Reducing the Impact of Nutrient Pollution on Housing Developments
Too many local planning authorities have development sites that are in a ‘unfavourable condition’ due to excess nutrient pollution. Housing Industry Leaders looks at what is being done to tackle nutrient pollution.

Pollution is impacting permissions for development and slowing down housing delivery across 74 local planning authorities. This needs to be addressed to support sustainable development and achieve the government’s ambition of building 30,000 new homes each year by the mid-2020s.

The UK Government has recently published a policy paper on its plans to support nutrient neutrality and reduce water pollution at its source.

These plans include measures to speed up the process for developers to acquire mitigation through a national mitigation scheme, reduce pollution and the cost of mitigation through introducing a new duty on water companies to upgrade wastewater treatment works, provide clarity for developers and local planning authorities, and restore protected sites.

The nutrient mitigation scheme will ease the process for developers

Achieving nutrient neutrality through mitigation will enable local planning authorities to grant permission for new residential development, although it may potentially involve greater costs and delays on some developments.

To support this, the government is introducing measures to ease the process for both developers and local planning authorities.

The first of the three pillars to support nutrient neutrality is the nutrient mitigation scheme. Established by Natural England, the scheme has £30 million of funding from the Department for Environment Food and Rural Affairs and the Department for Levelling Up, Housing and Communities (DLUHC).

Selling ‘nutrient credits’ to housebuilders will then recover this funding.
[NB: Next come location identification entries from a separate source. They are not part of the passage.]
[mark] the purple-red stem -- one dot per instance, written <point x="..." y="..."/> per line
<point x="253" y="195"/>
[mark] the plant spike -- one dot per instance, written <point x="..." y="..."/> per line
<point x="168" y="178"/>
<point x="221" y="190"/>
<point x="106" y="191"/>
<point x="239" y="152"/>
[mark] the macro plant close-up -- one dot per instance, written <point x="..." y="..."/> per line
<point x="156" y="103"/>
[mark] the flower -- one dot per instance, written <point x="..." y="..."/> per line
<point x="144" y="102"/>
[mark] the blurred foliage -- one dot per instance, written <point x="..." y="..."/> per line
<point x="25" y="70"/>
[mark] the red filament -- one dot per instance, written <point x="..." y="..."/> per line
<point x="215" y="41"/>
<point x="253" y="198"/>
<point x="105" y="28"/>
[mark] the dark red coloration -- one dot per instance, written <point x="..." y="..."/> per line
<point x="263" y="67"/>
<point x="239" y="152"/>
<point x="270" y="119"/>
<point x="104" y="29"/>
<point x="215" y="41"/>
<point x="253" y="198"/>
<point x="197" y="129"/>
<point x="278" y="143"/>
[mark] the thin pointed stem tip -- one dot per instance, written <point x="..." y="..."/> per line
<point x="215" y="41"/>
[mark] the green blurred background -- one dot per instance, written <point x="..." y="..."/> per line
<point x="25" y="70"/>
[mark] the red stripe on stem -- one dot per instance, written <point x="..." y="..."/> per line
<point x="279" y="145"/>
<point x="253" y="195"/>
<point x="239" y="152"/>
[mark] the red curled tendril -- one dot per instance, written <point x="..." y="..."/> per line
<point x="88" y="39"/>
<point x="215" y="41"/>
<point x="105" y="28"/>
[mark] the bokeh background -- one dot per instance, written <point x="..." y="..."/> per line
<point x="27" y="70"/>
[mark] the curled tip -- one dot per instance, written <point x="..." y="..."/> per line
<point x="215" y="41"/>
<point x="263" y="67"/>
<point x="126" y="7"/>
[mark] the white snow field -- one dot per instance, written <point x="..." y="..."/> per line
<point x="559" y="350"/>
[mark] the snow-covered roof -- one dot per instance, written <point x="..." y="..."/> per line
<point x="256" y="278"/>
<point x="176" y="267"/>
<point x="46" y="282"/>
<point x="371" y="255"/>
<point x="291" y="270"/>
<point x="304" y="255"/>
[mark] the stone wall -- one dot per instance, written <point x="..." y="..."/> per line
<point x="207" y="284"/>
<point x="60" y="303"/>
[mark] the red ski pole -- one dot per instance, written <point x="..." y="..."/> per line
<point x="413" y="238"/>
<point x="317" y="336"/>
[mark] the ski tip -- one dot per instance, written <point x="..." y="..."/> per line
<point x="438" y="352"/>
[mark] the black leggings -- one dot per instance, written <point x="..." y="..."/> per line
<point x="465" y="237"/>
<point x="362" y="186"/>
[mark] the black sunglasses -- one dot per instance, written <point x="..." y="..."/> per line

This will allow developers to meet their nutrient mitigation obligations and enable local planning authorities to grant planning permission.

It will help thousands of new homes to be built plus create new wetland and woodland habitats where nutrient neutrality guidance is in place.

These mitigation measures will be designed in a way that promotes nature recovery, improves access to green space, and maximises other benefits such as biodiversity.

The government will work with water companies to speed up upgrades

Reducing pollution and mitigation burden on new housing is the next pillar. Tackling nutrient pollution at the source will help to reduce pressure on protected sites and reduce mitigation burdens for new housing.

Funding will continue to be targeted on improving wastewater treatment works, with the stated aim to reduce wastewater pollution by 80 per cent by 2038. The new duty on water companies introduced through the Levelling Up and Regeneration Bill will work to upgrade wastewater treatment works in particularly badly affected areas.

Wherever possible, the government has outlined that it wants to see nature-based solutions forming part of upgrades. For example, water companies can use wetlands and reedbeds in combination with conventional techniques such as adding metal salts to wastewater to remove more nutrients from wastewater.

Where possible, and where it provides good value for public money, the government will also work with water companies to see where these upgrades could be sped up and created sooner.

Natural England to publish framework on mitigation projects

Finally, providing certainly is crucial to support nutrient neutrality. This is because the technical aspect of the work can create uncertainty around developer investment in nutrient neutrality.

The government is addressing this through catchment specific nutrient calculators which allow developers to calculate exactly the amount of mitigation required, tailored to specific local needs.

In addition, the UK Government have published a tool for assisting in the design of wetlands for nutrient mitigation, published guidance for mitigation providers on how environmental payments from biodiversity net gain and nutrient mitigation can be combined, and provided advice about nutrient neutrality and support in accessing the suitability of mitigation projects, through increased capacity in Natural England.

By the end of May, Natural England will be publishing a framework for assessing the effectiveness of mitigation projects with an associated reference tool.

Also, it will produce best practice guidance, supported by new guidance from the Environment Agency on wetland permitting, and from DLUHC, on clarifying planning practice in response to feedback from developers and local planning authorities.